8. Risks of Cryptocurrency

While cryptocurrency can be a profitable investment, it’s essential to understand the risks involved. Cryptocurrency is a volatile asset, and its value can fluctuate rapidly. It’s also vulnerable to hacking and other security threats. In addition, cryptocurrency exchanges and other platforms can be susceptible to fraud and theft.

It’s essential to research before investing in cryptocurrency and only invest what you can afford to lose.

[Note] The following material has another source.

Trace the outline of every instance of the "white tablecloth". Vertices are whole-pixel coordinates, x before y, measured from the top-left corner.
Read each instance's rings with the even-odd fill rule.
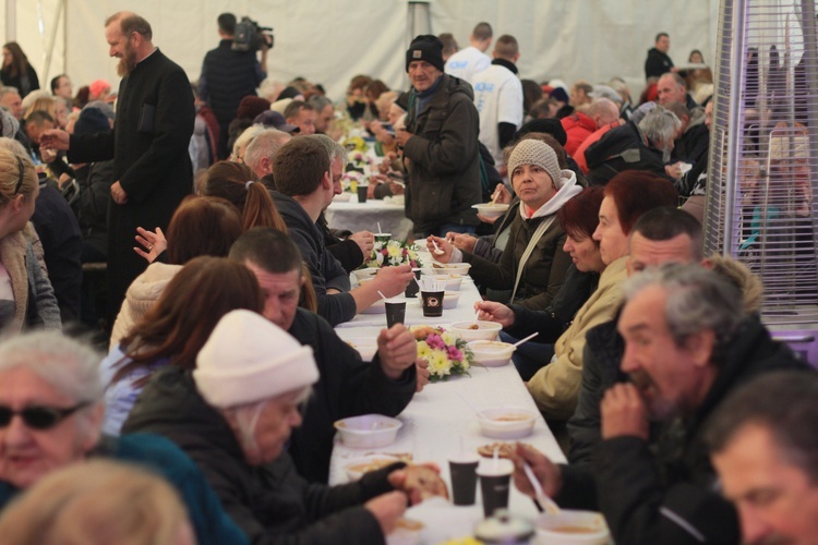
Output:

9. Future of Cryptocurrency

The future of cryptocurrency is still uncertain, but many experts believe that it has the potential to revolutionize the financial industry. Cryptocurrency has already disrupted how we think about money and payment systems, and it will likely continue to evolve and improve in the coming years.

Some potential cryptocurrency applications include cross-border payments, decentralized finance (DeFi), and non-fungible tokens (NFTs). As cryptocurrency becomes more mainstream, we will likely see more use cases and applications emerge.


Cryptocurrency is a fascinating and rapidly-evolving technology that has the potential to revolutionize the financial industry. While many uncertainties and risks are still involved, there are also many opportunities for profit and growth.

So, if you’re interested in investing in cryptocurrency, it’s essential to research, understand the risks involved, and take steps to protect your investment. With the right knowledge and preparation, cryptocurrency can be a valuable addition to your investment portfolio.